Why privacy analytics is pay-to-play — and how we built a real free tier.

Ingest was never the expensive part. After 25 years of counting the web, we know exactly where the cost lives — and it isn't where the marketing pages suggest it does.

01 The puzzle

Privacy analytics is a small, healthy market. Plausible, Fathom, Simple Analytics, Pirsch, and a dozen others all sell roughly the same product — a lightweight script, cookieless counting, a calm dashboard. The cheapest entry point is around $9 to $19 a month. The trials are 30 days. None of them have a permanent free tier worth the name.

Meanwhile the same market has two enormous free options: Cloudflare Web Analytics and Google Analytics 4. Both have material trade-offs — GA4's retention auto-expires in 14 months, Cloudflare's data ages out around six — but they are, in fact, free.

If serving a basic dashboard for a small site genuinely cost real money, neither Cloudflare nor Google would be giving the product away. So why is the privacy-first slice of the category structured around paid plans?

It isn't bandwidth. A typical privacy-analytics beacon is a few hundred bytes. A million pageviews a month is less traffic than a single mid-sized image on a homepage. It isn't compute on incoming events either — counting is one of the cheapest operations a server does.

The cost is somewhere else.
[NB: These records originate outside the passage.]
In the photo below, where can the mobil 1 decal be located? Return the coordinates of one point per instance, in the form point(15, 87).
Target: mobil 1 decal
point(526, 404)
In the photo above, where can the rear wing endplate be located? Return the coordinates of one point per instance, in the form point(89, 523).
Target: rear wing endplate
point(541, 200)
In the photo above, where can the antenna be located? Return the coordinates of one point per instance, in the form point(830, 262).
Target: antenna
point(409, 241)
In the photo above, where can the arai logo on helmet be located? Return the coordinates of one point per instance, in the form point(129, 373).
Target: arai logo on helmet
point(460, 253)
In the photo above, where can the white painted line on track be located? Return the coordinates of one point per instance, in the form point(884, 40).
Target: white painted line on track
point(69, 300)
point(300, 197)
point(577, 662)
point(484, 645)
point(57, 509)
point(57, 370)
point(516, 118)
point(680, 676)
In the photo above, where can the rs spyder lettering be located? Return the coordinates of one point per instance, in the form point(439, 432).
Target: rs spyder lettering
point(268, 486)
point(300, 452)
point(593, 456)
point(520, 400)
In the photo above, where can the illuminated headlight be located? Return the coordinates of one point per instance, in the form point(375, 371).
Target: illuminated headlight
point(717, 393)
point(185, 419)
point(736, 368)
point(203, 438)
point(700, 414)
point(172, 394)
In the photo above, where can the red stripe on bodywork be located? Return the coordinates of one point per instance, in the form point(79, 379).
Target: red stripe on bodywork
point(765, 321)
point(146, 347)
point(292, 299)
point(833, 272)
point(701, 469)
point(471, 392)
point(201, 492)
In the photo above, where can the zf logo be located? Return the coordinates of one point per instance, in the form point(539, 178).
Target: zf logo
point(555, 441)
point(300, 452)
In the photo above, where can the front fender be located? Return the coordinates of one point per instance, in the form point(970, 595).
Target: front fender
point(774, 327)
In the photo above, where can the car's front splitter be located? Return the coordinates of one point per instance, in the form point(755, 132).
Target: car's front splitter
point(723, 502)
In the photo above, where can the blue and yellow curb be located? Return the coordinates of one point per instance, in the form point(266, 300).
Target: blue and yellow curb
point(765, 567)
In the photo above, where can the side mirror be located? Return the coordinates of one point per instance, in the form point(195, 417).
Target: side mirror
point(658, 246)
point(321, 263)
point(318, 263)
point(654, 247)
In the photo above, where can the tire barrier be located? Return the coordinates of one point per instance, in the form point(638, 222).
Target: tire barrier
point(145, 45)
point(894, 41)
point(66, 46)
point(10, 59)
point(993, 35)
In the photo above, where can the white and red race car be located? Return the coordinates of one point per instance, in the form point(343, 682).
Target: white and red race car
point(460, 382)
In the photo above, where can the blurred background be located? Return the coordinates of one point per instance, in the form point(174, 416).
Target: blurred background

We've spent 25 years finding out where.


02 25 years of evidence

StatCounter has been running since 1999. We count for about two million sites. Over that quarter-century we've learned, mostly by failing at it first, where the real bill in this business gets written.

The expensive part of analytics isn't the counting. It's:

  • Storing every event forever, so that any dimension of any event remains queryable indefinitely.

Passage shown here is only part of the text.